Image from: http://news.nationalgeographic.com/news/2011/03/110311-tsunami-facts-japan-earthquake-hawaii/
The worst is yet to come. This was what came to my mind when I read news about Japan this morning. Massive earthquake, tsunami, nuclear crisis, ... I dare not to continue... I know this is not the time to think about myself, but the question "Where is God?" just continues to disturb and haunt me as a believer in God. So, I decided to find out how other Christians had tried to deal with this disturbing question. I then came across an insightful article written by Miroslav Volf in his recent book Against the Tide. It is entitled I Protest, Therefore I believe. It was originally written shortly after Aceh, Indonesia, was struck by tsunami in 2004. I'd like to share an excerpt from it:
[T]he very protest against God in the face of evil in fact presupposes God's existence. Why are we disturbed about the brute and blind force of tsunamis that snuff out people's lives - including those of children who were lured, as if by some sinister design, onto the beaches by fish left exposed in the shallows because the waters had retreated just before the tidal wave came?
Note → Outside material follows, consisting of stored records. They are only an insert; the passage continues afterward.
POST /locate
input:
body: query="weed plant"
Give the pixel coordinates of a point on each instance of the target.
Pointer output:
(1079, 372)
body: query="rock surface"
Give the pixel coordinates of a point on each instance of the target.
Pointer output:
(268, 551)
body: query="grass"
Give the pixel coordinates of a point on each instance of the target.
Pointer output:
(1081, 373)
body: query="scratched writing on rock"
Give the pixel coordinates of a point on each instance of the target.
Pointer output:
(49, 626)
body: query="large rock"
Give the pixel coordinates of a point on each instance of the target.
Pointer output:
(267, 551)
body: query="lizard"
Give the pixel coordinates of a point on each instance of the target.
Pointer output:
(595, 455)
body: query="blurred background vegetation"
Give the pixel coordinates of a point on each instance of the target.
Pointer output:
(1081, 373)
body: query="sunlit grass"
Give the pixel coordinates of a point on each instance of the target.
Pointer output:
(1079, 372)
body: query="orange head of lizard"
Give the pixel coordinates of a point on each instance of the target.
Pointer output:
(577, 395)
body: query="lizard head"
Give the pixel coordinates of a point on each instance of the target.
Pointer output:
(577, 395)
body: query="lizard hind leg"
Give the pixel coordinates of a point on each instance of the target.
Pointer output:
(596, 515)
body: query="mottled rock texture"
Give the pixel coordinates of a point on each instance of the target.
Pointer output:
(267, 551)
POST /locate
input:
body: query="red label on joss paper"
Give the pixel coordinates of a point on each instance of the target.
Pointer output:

If the world is all there is, and the world with moving tectonic plates is a world in which we happen to live, what's there to complain about? We can mourn - we've lost something terrible dear. But we can't really complain, and we certainly can't legitimately protest.To the question "Where was God during the tsunami?" Volf replies,
The expectation that the world should be a hospitable place, with no devastating mishaps, is tied to the belief that the world ought to be constituted in a certain way. And that belief - as distinct from the belief that the world just is what it is - is itself tied to the notion of a creator. And that bring us to God. It is God who makes possible our protest that there is evil in the world. And it is God against whom we protest. God is both the ground of the protest and its target. Almost paradoxically, we protest with God against God. How can I believe in God when tsunamis strike? I protest, and therefore I believe.
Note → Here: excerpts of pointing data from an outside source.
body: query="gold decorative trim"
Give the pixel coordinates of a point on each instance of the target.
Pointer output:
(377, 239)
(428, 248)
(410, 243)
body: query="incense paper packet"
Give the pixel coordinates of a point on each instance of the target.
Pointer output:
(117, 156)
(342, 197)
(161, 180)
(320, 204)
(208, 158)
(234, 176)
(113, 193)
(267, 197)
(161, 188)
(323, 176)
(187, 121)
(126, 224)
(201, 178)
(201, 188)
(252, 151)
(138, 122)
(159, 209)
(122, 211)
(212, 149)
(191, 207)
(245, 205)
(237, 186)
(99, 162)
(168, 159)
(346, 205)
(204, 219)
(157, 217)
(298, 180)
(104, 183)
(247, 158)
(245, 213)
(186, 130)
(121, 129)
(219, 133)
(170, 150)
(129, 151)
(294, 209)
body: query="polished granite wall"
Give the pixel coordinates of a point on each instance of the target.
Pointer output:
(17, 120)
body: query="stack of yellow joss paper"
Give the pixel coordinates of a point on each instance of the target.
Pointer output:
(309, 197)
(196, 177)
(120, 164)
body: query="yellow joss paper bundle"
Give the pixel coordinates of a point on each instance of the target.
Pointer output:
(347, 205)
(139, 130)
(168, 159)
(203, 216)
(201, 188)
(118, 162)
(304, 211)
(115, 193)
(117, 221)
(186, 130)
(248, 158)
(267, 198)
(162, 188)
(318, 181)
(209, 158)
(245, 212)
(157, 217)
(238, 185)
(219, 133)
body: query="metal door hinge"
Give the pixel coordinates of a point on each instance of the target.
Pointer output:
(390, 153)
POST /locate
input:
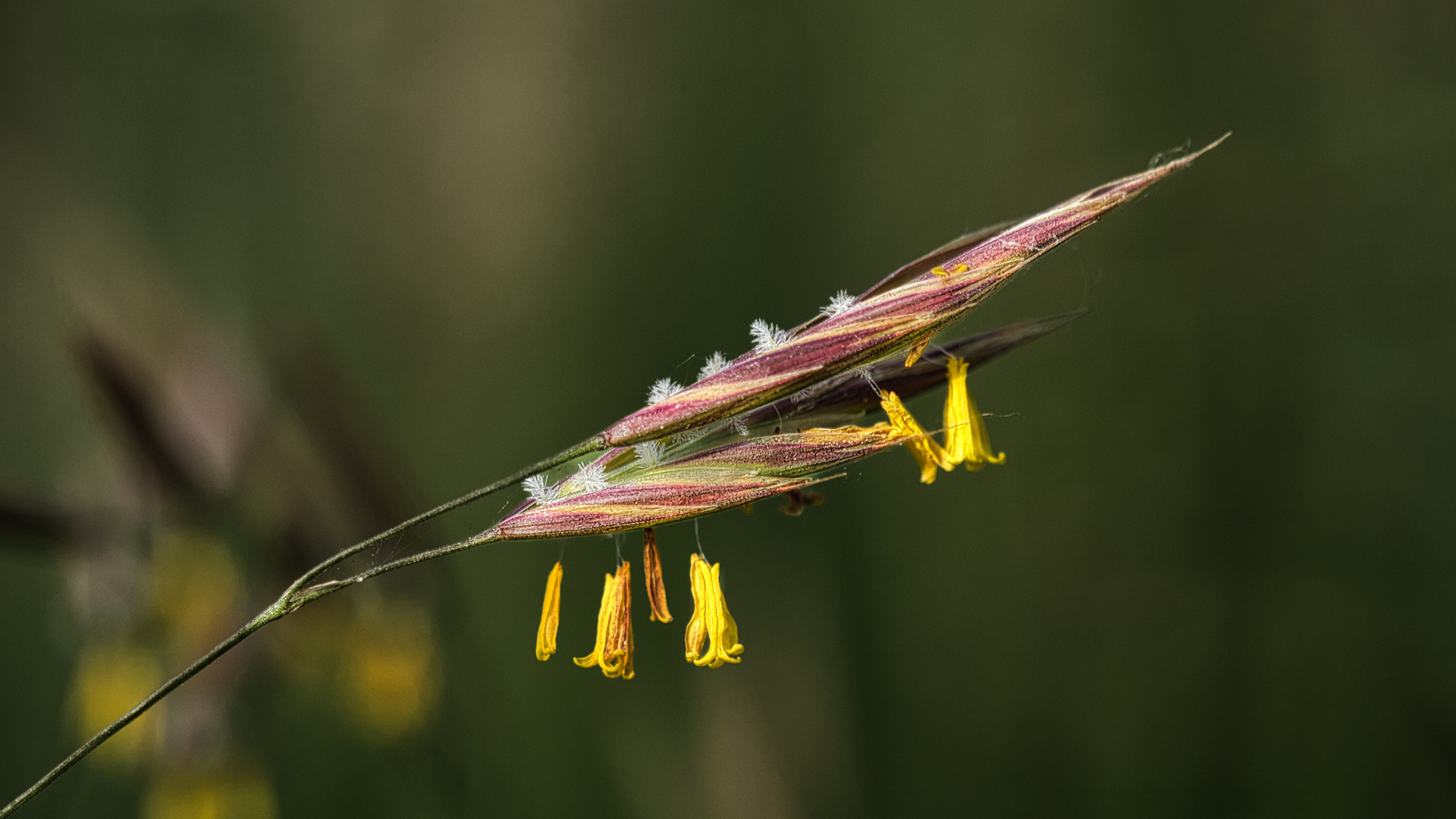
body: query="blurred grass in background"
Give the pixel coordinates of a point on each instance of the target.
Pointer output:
(372, 256)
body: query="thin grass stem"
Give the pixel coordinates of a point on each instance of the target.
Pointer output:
(297, 595)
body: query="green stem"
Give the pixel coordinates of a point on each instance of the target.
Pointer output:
(291, 599)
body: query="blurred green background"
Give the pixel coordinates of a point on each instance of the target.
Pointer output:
(1215, 579)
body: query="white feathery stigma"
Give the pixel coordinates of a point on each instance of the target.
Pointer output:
(650, 452)
(712, 366)
(867, 372)
(663, 390)
(590, 477)
(541, 488)
(837, 305)
(766, 335)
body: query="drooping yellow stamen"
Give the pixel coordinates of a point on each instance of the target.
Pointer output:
(653, 575)
(965, 438)
(551, 615)
(922, 447)
(711, 620)
(615, 645)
Just as God was in some mysterious way in the Crucified One, God was in the midst of the tsunami carnage, listening to every sigh, collecting every tear, resonating with the trembling of each fear-stricken heart. And just as God was in the Resurrected One, so God was in each helping hand, in each decision to sacrifice one's own life so that another could live. God suffered and God helped.Check this website to see some options on how you may suffer with and help the people of Japan. Kyrie eleison, Christe eleison, Kyrie eleison...
I know that, at the same time, God was also seated on God's heavenly throne. Why did the omnipotent and loving One not do something about the tsunami before it struck? I don't know. If I knew, I could justify God. But I can't. That's why I am still disturbed by the God to whom I am so immensely attracted and who won't let go of me.